Though needing further study and replication, it appears that antidepressants restore healthy fluctuations in many brain activities. The initial studies showed this healthy variability in relatively short, approximately 90-minute cycles in CSF neurochemistry. The cycles appeared to be blunted, or less variable, in depression. Numerous other approaches used in our studies suggested, consistently, that a loss of variability is more informative than the level of activity level itself. This loss of variability applied to a number of chemical and other systems in the brain, not only the major monoamine neurotransmitters.  For example, studies also suggested that this same pattern may applies to behavioral changes, e.g., in vocal expression in depression, often resulting in a flat- or hollow-sounding voice. 

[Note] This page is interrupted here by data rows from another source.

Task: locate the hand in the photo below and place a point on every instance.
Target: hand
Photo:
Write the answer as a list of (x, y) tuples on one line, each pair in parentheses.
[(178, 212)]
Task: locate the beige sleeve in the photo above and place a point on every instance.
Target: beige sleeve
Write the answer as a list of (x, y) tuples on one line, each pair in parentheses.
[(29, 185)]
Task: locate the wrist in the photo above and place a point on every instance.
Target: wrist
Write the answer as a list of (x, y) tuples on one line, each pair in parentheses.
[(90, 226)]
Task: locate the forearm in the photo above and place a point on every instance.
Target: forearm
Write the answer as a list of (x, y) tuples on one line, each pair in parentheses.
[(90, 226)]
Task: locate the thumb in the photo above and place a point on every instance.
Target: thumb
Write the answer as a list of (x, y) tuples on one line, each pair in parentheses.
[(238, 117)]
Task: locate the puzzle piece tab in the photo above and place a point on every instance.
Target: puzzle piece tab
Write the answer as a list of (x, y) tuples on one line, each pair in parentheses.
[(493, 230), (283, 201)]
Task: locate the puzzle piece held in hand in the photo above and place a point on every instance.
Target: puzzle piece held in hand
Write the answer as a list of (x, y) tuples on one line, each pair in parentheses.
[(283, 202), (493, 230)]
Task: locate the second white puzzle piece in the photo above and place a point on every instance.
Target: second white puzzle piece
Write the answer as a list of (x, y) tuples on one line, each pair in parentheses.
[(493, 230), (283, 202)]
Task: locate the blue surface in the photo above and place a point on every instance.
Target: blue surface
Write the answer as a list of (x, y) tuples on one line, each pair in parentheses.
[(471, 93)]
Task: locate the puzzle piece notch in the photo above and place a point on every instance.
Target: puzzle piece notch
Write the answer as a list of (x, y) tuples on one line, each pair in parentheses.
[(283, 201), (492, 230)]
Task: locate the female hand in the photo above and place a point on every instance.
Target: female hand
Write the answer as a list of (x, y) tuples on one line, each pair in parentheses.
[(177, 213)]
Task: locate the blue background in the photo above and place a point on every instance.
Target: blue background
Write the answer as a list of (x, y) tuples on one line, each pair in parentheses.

If antidepressant medicines enhance and restore the normal levels of variability by quietly activating numerous rhythms that interact with one another, we may be able to watch for behavioral variability as a sign of antidepressant benefits, or conversely, as a sign of impending relapse. Diminished daily (roughly “circadian”) rhythms in behavior are well known symptoms of depression, with a blunting of the oscillatory amplitudes in many markers in depression and in key biorhythms (sleep, appetite, energy). To explore this further, later studies used functional MRI to examine rhythms in the small brain regions that make the major neurotransmitters. To do this, activity rhythms in these regions were compared to activity rhythms elsewhere. This is very challenging, since the centers that contain serotonin neurons are very small and they are hidden deep in the part of the brain called the brainstem. Indeed, the very measure of “functional connectivity” between brain regions is based on synchronous variability, not the momentary amount of activity.

Perhaps surprisingly to some, all this seemingly esoteric research actually helps in the clinical office, where the symptoms of depression and mood changes often reflect a loss of daily and other cycles. The effects of medicines on restoring these cycles appears to be critically important. There, in a short summary, is a background for principles Dr Salomon tries to integrate into his practice of psychiatry.